A favourable growth projection noted on the statement is no doubt sourced to an increase of 7.41 percent July-November 2020-21 in Large Scale manufacturing (LSM) compared to July-November 2019-20 – an upswing that has been publicized by the Prime Minister as well as his cabinet. However, two elements have been ignored with respect to a comparison with the comparable period 2019-20. First and foremost, the low growth in July-November 2019, pre-Covid-19, was due to the severely contractionary monetary (and fiscal) policy being implemented which on the monetary side included: (i) 13.25 percent discount rate that stifled productivity in the country while attracting “hot money” which, as was feared by Business Recorder, left the country in a hurry; (ii) the rupee rate has stabilized, as per SBP in its post MPC meeting press conference, indicative of success of SBP decision to implement a market based exchange rate. In this context it is critical to emphasize that while a market-determined rate brooks no interference in the market by the central bank yet Pakistan adopted market-based rate, as agreed with the International Monetary Fund on 12 May 2019, (primarily to protect from it from being manipulated), which allows for SBP intervention and there are credible reports that SBP does (when it feels the need to) intervene in the market to stabilize the rupee to contain the fiscal deficit.

The budgeted growth rate of 2.1 percent for the current year and the ‘favourable growth projection” by the MPC is no doubt premised on the recently released July-November Large Scale Manufacturing growth rate of 7.41 percent compared to July-November 2019-20. What is ignored is the SBP figure for April-June 2020 with negative LSM growth rate of 24.8 percent or, in other words, the base was so low that an increase of 7.41 percent did not bring us to the 2018-19 level. One would, however, extend appreciation for the SBP not basing its higher growth projection on the Business Confidence Survey results as in previous statements given that the survey results are not easily available on its website. It is relevant to note that multilaterals, including the World Bank, are projecting a growth rate of around 1 percent for Pakistan in the current year and while the IMF has yet to update its projection which no doubt would be uploaded as and when the staff-level agreement on the second quarterly review is reached, yet it is perhaps safer to assume that the multilateral rate would be achieved given Pakistan government’s agreement on specific time-bound structural adjustments.

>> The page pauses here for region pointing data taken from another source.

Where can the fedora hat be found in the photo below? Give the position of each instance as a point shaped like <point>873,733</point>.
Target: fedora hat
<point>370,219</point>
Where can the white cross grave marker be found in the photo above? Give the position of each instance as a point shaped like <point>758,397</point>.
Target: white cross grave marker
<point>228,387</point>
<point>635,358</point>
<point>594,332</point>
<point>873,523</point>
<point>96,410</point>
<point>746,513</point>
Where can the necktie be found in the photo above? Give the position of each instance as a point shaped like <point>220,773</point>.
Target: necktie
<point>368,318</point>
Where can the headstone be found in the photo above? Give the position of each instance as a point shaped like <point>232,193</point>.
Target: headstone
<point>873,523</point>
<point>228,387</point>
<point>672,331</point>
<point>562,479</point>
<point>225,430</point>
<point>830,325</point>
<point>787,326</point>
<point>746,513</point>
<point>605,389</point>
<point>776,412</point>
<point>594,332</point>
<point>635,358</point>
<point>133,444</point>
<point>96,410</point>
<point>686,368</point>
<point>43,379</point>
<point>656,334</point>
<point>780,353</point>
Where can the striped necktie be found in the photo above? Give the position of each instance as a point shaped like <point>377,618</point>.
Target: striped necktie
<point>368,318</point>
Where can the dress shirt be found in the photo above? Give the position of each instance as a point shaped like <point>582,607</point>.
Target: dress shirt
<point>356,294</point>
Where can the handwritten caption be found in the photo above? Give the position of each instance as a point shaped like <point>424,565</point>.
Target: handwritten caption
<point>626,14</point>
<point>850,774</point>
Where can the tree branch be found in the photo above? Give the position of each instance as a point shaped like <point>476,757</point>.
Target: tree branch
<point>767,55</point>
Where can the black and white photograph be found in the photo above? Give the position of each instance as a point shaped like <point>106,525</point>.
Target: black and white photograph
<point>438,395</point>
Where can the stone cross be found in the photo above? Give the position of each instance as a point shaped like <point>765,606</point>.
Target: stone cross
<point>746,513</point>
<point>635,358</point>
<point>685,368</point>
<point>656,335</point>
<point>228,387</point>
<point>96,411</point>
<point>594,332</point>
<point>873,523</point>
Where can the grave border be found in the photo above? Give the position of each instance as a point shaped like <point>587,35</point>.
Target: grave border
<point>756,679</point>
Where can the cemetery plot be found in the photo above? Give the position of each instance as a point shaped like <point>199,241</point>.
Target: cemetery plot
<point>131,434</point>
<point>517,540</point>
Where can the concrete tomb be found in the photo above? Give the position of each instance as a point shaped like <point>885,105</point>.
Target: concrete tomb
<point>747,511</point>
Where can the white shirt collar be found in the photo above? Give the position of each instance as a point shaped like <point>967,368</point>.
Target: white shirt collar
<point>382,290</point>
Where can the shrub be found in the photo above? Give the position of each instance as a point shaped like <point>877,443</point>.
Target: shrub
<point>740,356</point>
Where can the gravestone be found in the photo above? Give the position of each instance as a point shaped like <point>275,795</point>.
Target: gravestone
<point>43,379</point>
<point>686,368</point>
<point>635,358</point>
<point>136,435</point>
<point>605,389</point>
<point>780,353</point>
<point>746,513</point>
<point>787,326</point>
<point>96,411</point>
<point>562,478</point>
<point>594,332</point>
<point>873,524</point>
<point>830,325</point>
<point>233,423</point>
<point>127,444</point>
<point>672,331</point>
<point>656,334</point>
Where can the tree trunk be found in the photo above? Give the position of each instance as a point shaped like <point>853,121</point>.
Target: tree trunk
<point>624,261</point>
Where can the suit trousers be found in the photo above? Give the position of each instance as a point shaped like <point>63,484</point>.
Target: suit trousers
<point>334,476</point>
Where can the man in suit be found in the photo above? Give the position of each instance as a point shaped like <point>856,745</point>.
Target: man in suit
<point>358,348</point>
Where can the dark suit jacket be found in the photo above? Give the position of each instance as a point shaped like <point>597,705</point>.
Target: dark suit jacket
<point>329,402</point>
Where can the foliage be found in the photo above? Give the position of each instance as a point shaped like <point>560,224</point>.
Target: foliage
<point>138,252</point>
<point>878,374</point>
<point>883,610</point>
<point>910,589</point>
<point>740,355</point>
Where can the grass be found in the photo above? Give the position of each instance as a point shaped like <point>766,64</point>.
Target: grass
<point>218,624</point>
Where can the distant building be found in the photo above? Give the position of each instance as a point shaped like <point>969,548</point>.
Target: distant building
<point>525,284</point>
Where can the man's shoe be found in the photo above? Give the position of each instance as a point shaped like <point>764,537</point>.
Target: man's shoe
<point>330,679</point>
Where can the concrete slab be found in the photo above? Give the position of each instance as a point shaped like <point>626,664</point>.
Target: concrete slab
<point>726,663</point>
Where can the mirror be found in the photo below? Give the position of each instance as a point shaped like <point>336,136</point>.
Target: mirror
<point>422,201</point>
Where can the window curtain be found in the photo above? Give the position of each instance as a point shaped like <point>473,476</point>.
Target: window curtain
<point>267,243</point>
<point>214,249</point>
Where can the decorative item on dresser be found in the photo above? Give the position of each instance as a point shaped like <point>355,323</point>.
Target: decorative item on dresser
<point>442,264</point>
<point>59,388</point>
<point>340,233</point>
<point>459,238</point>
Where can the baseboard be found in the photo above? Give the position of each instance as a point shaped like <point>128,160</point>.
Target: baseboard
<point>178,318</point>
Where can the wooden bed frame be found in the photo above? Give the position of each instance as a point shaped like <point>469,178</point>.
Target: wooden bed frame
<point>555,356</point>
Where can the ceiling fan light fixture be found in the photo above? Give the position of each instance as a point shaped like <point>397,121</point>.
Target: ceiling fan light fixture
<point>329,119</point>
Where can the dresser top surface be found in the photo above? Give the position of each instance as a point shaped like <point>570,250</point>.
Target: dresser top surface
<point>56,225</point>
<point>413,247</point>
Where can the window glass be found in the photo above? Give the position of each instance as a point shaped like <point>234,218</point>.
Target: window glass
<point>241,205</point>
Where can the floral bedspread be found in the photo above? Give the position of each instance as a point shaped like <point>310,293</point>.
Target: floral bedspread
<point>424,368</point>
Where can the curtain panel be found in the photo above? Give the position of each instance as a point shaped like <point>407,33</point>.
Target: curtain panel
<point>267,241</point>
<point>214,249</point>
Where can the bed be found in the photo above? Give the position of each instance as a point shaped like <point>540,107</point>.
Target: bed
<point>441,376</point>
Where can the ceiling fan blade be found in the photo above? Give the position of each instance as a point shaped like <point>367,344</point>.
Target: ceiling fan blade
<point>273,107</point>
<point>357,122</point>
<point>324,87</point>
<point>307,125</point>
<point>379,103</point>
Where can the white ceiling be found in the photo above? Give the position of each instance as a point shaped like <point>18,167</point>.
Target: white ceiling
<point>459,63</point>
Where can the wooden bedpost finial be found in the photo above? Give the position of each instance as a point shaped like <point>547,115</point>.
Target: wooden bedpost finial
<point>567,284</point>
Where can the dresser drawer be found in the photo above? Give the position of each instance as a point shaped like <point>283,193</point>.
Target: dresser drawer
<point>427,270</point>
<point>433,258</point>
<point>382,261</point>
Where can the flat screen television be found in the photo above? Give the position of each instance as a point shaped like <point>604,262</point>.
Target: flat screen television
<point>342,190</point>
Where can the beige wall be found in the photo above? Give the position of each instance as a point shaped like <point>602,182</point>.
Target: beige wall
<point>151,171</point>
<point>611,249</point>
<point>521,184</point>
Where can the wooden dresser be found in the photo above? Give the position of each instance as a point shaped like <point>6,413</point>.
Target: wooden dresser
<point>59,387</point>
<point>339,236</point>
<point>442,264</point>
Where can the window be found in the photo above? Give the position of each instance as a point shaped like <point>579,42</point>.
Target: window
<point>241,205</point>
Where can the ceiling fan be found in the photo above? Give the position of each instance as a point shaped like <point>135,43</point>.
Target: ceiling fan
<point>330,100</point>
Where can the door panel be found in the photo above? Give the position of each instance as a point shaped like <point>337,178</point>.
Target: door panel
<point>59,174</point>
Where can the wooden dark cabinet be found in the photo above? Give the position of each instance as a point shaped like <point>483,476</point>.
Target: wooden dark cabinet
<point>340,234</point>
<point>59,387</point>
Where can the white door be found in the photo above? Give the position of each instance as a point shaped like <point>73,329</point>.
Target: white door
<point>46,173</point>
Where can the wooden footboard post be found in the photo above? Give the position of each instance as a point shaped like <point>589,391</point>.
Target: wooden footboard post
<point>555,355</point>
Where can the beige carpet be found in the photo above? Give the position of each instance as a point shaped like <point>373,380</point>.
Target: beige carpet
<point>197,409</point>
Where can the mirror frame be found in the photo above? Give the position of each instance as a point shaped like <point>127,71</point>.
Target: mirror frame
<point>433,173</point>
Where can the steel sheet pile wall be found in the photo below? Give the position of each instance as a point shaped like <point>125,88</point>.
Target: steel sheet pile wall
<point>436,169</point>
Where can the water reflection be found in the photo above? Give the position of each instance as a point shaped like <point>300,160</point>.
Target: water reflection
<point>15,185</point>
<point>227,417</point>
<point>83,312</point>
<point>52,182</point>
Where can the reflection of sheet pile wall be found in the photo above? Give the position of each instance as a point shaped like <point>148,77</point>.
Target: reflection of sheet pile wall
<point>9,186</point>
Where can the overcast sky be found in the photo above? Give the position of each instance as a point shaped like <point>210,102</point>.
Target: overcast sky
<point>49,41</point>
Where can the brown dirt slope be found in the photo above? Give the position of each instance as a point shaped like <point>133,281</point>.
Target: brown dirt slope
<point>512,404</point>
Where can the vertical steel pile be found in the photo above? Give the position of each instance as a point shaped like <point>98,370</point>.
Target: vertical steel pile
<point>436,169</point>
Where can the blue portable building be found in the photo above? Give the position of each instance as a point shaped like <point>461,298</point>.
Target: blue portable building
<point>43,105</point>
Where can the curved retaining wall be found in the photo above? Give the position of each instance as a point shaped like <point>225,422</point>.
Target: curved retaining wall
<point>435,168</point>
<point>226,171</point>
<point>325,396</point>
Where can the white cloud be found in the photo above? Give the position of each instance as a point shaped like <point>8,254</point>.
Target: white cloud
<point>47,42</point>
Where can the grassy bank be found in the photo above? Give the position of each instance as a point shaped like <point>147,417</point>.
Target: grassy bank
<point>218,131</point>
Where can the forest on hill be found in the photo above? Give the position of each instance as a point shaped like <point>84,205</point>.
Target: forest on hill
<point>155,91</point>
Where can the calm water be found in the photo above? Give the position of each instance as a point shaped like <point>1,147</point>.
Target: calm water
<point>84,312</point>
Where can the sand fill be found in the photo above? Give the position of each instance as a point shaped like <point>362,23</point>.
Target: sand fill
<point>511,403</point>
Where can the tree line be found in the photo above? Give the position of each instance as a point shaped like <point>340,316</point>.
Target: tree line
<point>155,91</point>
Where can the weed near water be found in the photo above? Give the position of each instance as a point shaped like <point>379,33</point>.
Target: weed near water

The MPC also notes that “inflation pressures have eased since the last MPC, despite an upward adjustment in fuel prices…. After remaining close to 9 percent in the preceding two months headline inflation fell to 8.3 percent in November and further to 8 percent in December, the lowest level since June 2019.” However, it is unclear whether the MPC focused only on the upward adjustment of fuel prices in December 2020 or whether it deemed it appropriate to include the little more than 3 percent rate rise in January 2021 and with no mention of the raise in electricity prices by 1.99 per unit last week critics may challenge the inflation projection as already becoming irrelevant.

The statement noted foreign exchange reserves of 13 billion dollars, their highest level since December 2017. However, the statement did not indicate that more than half of the reserves are from borrowing, including (i) deposits from another central bank or a swap arrangement with China which are a liability, and (ii) foreign currency swaps with commercial banks that again are not listed as liabilities.

The economic situation has certainly improved since April-June 2020 yet it has not yet achieved the levels it should have based on considerable easing of monetary and fiscal policies that began in March 2020 and continue to this day though some of the incentives, particularly in relation to gas availability to the productive sectors, remained compromised in January 2021. However, it needs to be noted that reforms relating to full autonomy for SBP agreed with the IMF, have yet to be fully implemented and the central bank operates under considerable economic and political pressures and this continues to this day in spite of pledges made to the IMF that the apex bank has been granted full autonomy.